Cell fixation and preservation for droplet-based single cell transcriptomics

Background: Recent developments in droplet-based microfluidics allow the transcriptional profiling of thousands of individual cells, in a quantitative, highly parallel and cost-effective way. A critical, often limiting step is the preparation of cells in an unperturbed state, not compromised by stress or ageing. Another challenge are rare cells that need to be collected over several days, or samples prepared at different times or locations. Results: Here, we used chemical fixation to overcome these problems. Methanol fixation allowed us to stabilize and preserve dissociated cells for weeks. By using mixtures of fixed human and mouse cells, we showed that individual transcriptomes could be confidently assigned to one of the two species. Single-cell gene expression from live and fixed samples correlated well with bulk mRNA-seq data. We then applied methanol fixation to transcriptionally profile primary single cells from dissociated complex tissues. Low RNA content cells from Drosophila embryos, as well as mouse hindbrain and cerebellum cells sorted by FACS, were successfully analysed after fixation, storage and single-cell droplet RNA-seq.
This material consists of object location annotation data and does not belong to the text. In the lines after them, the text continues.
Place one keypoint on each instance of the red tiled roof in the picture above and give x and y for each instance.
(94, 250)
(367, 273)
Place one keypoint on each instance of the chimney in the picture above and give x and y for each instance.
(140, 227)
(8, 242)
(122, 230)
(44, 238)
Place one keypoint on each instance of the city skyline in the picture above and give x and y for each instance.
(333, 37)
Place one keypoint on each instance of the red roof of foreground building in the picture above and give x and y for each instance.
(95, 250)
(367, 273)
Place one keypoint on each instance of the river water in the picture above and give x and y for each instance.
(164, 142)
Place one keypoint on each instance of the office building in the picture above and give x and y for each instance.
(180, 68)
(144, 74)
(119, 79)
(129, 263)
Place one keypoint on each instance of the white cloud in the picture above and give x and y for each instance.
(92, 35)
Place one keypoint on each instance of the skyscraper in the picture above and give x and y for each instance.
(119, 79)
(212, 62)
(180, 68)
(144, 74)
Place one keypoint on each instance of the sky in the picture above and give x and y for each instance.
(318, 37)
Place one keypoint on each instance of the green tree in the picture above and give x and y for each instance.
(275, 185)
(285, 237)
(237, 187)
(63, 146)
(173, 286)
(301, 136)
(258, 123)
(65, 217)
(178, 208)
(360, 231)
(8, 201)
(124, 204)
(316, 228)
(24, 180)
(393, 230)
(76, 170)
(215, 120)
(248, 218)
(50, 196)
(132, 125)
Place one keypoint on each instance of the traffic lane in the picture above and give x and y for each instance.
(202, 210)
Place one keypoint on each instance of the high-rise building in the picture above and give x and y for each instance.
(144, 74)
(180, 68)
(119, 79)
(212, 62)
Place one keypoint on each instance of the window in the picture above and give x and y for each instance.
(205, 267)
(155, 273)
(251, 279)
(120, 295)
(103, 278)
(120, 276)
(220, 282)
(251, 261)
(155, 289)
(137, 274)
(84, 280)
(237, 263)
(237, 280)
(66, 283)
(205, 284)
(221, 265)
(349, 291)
We were able to identify diverse cell populations, including neuronal subtypes. As an additional resource, we provide 'dropbead', an R package for exploratory data analysis, visualization and filtering of Drop-seq data. Conclusions: We expect that the availability of a simple cell fixation method will open up many new opportunities in diverse biological contexts to analyse transcriptional dynamics at single cell resolution. Overall design: Mixtures of human and mouse cells, either live or fixed, or fixed and stored for several weeks were used for droplet-based single cell mRNA transcriptome profiling. The methods were also successfully applied to primary cells isolated from Drosophila embryos and newborn mouse hindbrain/cerebellum.